Vyskocil et al.(2008) reviewed the literature for ethylbenzene induced effects on the auditory system. In workers, they found no evidence on either ethylbenzene related hearing losses or ototoxic interaction after combined exposure to ethylbenzene and noise. But given the current evidence from animal studies they recommend that ethylbenzene should be considered also as an ototoxic agent for humans.

Ethylbenzene leads to ototoxicity in rats. Persistent hearing loss in the mid-frequency range was confirmed in a series of auditory tests in rats (sound-evoked electrical responses, otoacoustic emissions, behavioral auditory tests) corresponding to a concentration dependent death of sensory cells (outer hair cells – OHC, especially in the 3rdrow) in the upper basal and middle turns of the cochlea. Outer hair cell death determined by histopathology is the most sensitive endpoint for auditory effects (Cappaert et al., 2000; Gagnaire et al., 2007). For death of outer hair cells 200 ppm was a LOEC and the NOEC was calculated to be 114 ppm (95% confidence limit) (Gagnaire et al., 2007). With increasing ethylbenzene concentrations the other endpoints for ototoxicity become affected, too, and OHC death spreads over the frequency range in the cochlea and from row 3 to row 2 and 1 of the outer hair cells. OHC death as confirmed by histopathology indicates that hearing loss is irreversible. This is substantiated by Cappaert et al. (1999) since hearing loss did not change between 1 and 4 weeks post exposure to 800 ppm over 5 days. On the other hand, electrophysiological investigations did not show any further deterioriation of auditory function when exposure to 400 ppm was prolonged from 4 over 8 up to 13 weeks (Gagnaire et al., 2007). Auditory loss remained at the same level following additional 8 weeks of recovery. This might indicate that OHC loss at this concentration was already complete at week 4 and was irreversible.

Comparable ototoxic effects were observed in rats that were repeatedly receiving etyhlbenzene via the oral route (Gagnaire and Langlais, 2005), which is in line with the experience gained from other aromatic solvents (e.g., styrene). Since only one concentration of ethylbenzene was examined, (900 mg/kg, 5 d/wk/2 weeks), a N/LOAEL could not be estimated.
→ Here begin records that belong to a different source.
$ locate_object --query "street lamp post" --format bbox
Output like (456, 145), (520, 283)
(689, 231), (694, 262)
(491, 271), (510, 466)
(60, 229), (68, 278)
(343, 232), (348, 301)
Other oral tests, also those following OECD standard study designs, did not include specific auditory examinations. By comparison between behavioral and electrophysiological methods Cappaert et al. (1999)concluded that ethylbenzene primarily exerts its effects on the peripheral part of the auditory system.

In a comparative study with different aromatic solvents given orally by gavage ethylbenzene belonged to the most potent ototoxicants together with styrene by means of OHC death. The potency was higher than that of toluene and p-xylene. Gagnaire et al. (2007) found that ototoxicity in mixed exposure to xylenes and ethylbenzene mainly depends on the concentration of ethylbenzene and auditory loss was higher in combined exposure than after single exposure to same ethylbenzene concentrations.

Experiments with combined exposure to noise and ethylbenzene indicated to a synergistic effect of both (Cappaert et al., 2001). In the other experiment of Fechter et al. (2007) a very high exposure to the solvent mixture used (660 ppm ethylbenzene + 400 ppm toluene) (without noise) did not result in adverse hearing effects in contrast to all the other studies with ethylbenzene, while hearing loss was reported for the combination of this solvent mixture with noise exposure of 93-95 dB. Actually no explanation for this unexpected result could be given. As synergistic effects were also known from mixed exposure to other aromatic solvents, the outcome of this study appears questionable.

By comparison with rats, guinea pigs are very insensitive against ethylbenzene-induced ototoxicity (Cappaert et al., 2002). The low sensitivity of guinea pigs was attributed to the low blood concentration of ethylbenzene in comparison to that of rats.

The critical question is whether ototoxicity of ethylbenzene in humans is best comparable to that in the rat rather to that seen in the guinea pig. Until the exact position of humans within the inter-species ranking of susceptibility to ethylbenzene-induced ototoxicity is actually known, data from the rat are to be taken as relevant for humans. This assumption is supported by a number of reports on hearing deficits in humans occupational exposed to organic solvents or from people after solvent abuse (for review cf Risk Assessment Reports on toluene and styrene).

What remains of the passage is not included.